Our research suggests that the mix of technological challenges, issues with broader information sharing and collaboration across sectors, and cost and resource problems, have rendered efforts to tackle money laundering ineffective. Many respondents (35 per cent) also argued that it is extremely hard to measure how often money laundering is happening. A quarter (25 per cent) stated that technology is outdated, and 27 per cent claimed investigators could not keep up with alerts. A common theme is that many respondents lack the resources needed to spot problems (29 per cent).
And while ostensibly a financial crime, the impact money laundering has on human misery and exploitation must not be ignored. According to the United Nations, approximately 50,000 people are thought to have been trafficked in 2018, with the real number suspected to be far higher. For every ten victims globally, around half were adult women and two were young girls, who are usually trafficked for sexual exploitation.
Such financial and human concerns mean FI teams want to do as much as possible to detect and help prevent all offenses associated with money laundering. Half (50 per cent) of respondents said anti-money laundering (AML) tracking is important to stop criminals. A further 46 per cent want to identify and support the victims of financial crime, and a similar number want to help protect society from its impact.
Sufficient resources and the proper intelligent tooling would make a big difference. But it seems FIs are feeling under-supported by those who should share the same crime-fighting goals. They argued that too few suspicious activity reports resulted in justice (30 per cent of respondents) and 28 per cent lamented a lack of international cooperation.
To be clear, it is not simply a case of throwing more money at the problem. Resources must first be spent on the right kind of intelligent tooling to detect indicators of predicate offenses better.
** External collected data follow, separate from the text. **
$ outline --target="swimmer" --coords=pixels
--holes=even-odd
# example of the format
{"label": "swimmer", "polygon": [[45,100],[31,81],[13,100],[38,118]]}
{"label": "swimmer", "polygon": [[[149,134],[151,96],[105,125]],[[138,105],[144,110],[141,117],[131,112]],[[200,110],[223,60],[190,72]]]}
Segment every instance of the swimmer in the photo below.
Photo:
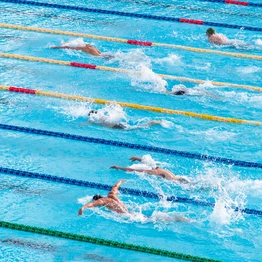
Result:
{"label": "swimmer", "polygon": [[[106,197],[103,197],[101,195],[94,195],[93,196],[93,202],[87,203],[86,205],[82,206],[79,211],[78,215],[81,216],[83,214],[83,211],[87,208],[93,208],[93,207],[99,207],[104,206],[111,211],[114,211],[118,214],[122,215],[134,215],[135,213],[129,212],[126,206],[120,201],[118,198],[118,189],[121,186],[122,183],[126,182],[126,180],[120,180],[115,185],[112,186],[111,191],[108,193]],[[172,216],[172,217],[147,217],[145,215],[142,215],[144,219],[147,220],[147,222],[191,222],[190,219],[179,215],[179,216]]]}
{"label": "swimmer", "polygon": [[87,203],[86,205],[81,207],[78,211],[78,215],[81,216],[83,214],[83,211],[87,208],[93,208],[99,206],[105,206],[106,208],[120,214],[128,214],[129,212],[126,206],[120,201],[120,199],[117,196],[119,187],[125,181],[126,180],[122,179],[118,181],[115,185],[113,185],[111,191],[108,193],[106,197],[103,197],[101,195],[93,196],[94,202]]}
{"label": "swimmer", "polygon": [[[137,157],[137,156],[132,156],[130,158],[130,160],[132,162],[134,162],[134,161],[141,162],[142,158]],[[166,169],[163,169],[159,166],[152,167],[151,169],[150,169],[150,167],[148,167],[148,169],[136,169],[136,168],[130,168],[130,167],[121,167],[121,166],[111,166],[110,168],[116,169],[116,170],[123,170],[123,171],[127,171],[127,172],[133,172],[133,171],[142,172],[142,173],[146,173],[148,175],[158,176],[158,177],[161,177],[161,178],[164,178],[164,179],[167,179],[167,180],[176,181],[176,182],[179,182],[179,183],[182,183],[182,184],[189,183],[188,179],[185,179],[181,176],[176,176],[172,172],[170,172]]]}
{"label": "swimmer", "polygon": [[211,44],[217,44],[217,45],[228,45],[230,44],[230,41],[228,38],[223,34],[217,34],[215,29],[210,27],[206,31],[206,36],[208,41]]}
{"label": "swimmer", "polygon": [[212,93],[212,92],[209,92],[209,91],[206,91],[206,90],[200,90],[199,88],[187,88],[185,87],[184,85],[176,85],[176,86],[173,86],[173,89],[172,91],[168,91],[168,90],[165,90],[163,93],[165,94],[169,94],[169,95],[175,95],[175,96],[208,96],[212,99],[215,99],[215,100],[220,100],[221,97]]}
{"label": "swimmer", "polygon": [[86,123],[83,123],[83,125],[88,125],[88,124],[96,124],[104,127],[109,127],[109,128],[114,128],[114,129],[119,129],[119,130],[130,130],[130,129],[137,129],[137,128],[145,128],[145,127],[151,127],[154,125],[161,125],[162,120],[152,120],[148,123],[145,124],[139,124],[135,126],[130,126],[126,122],[119,122],[119,123],[110,123],[107,120],[106,116],[99,117],[98,119],[93,118],[98,113],[97,110],[91,110],[88,113],[89,120]]}
{"label": "swimmer", "polygon": [[172,91],[165,90],[164,93],[175,96],[188,95],[189,90],[184,85],[178,85],[179,88],[173,88]]}
{"label": "swimmer", "polygon": [[98,50],[97,48],[89,44],[84,44],[82,46],[81,45],[79,46],[70,46],[70,45],[52,46],[51,48],[52,49],[72,49],[72,50],[82,51],[92,56],[101,56],[105,58],[106,60],[114,58],[114,55],[109,54],[109,53],[102,53],[100,50]]}
{"label": "swimmer", "polygon": [[223,34],[217,34],[215,29],[212,27],[207,29],[206,36],[211,44],[225,45],[237,49],[257,49],[255,46],[247,44],[242,40],[230,40]]}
These can form the foundation of a new proactive approach to AML. Think of it as creating a financial crime feedback loop based on education, automation, and collaboration.
As it stands, most FIs do not have an AML intelligent division within their organization due to budgetary limitations. This is where education becomes an important driver internally, as only 25 per cent of respondents were only partially aware of the extent of money laundering and the challenges faced in combating it.
Collaboration, both internally and externally, forms an essential part of this financial crime feedback loop. This will enhance dialogue with policymakers to help them design more effective regulations which are more closely aligned with the reality of modern money laundering crimes. And it could also help improve intelligence-sharing with police, improving the chances of arrests and convictions while helping FIs with their own investigations.
Tying everything together is the technology being used. Although 80 per cent of FIs have an automation solution to help identify money laundering crimes, only 43 per cent believe an automation-first mindset is the answer to tackling the problem. This points to the importance of convincing managers how critical these solutions are to improve AML success rates.
FIs know they have a responsibility to minimize the suffering behind money laundering. However, they are just one piece of an increasingly complex puzzle in the fight against this deep-rooted scourge on humanity.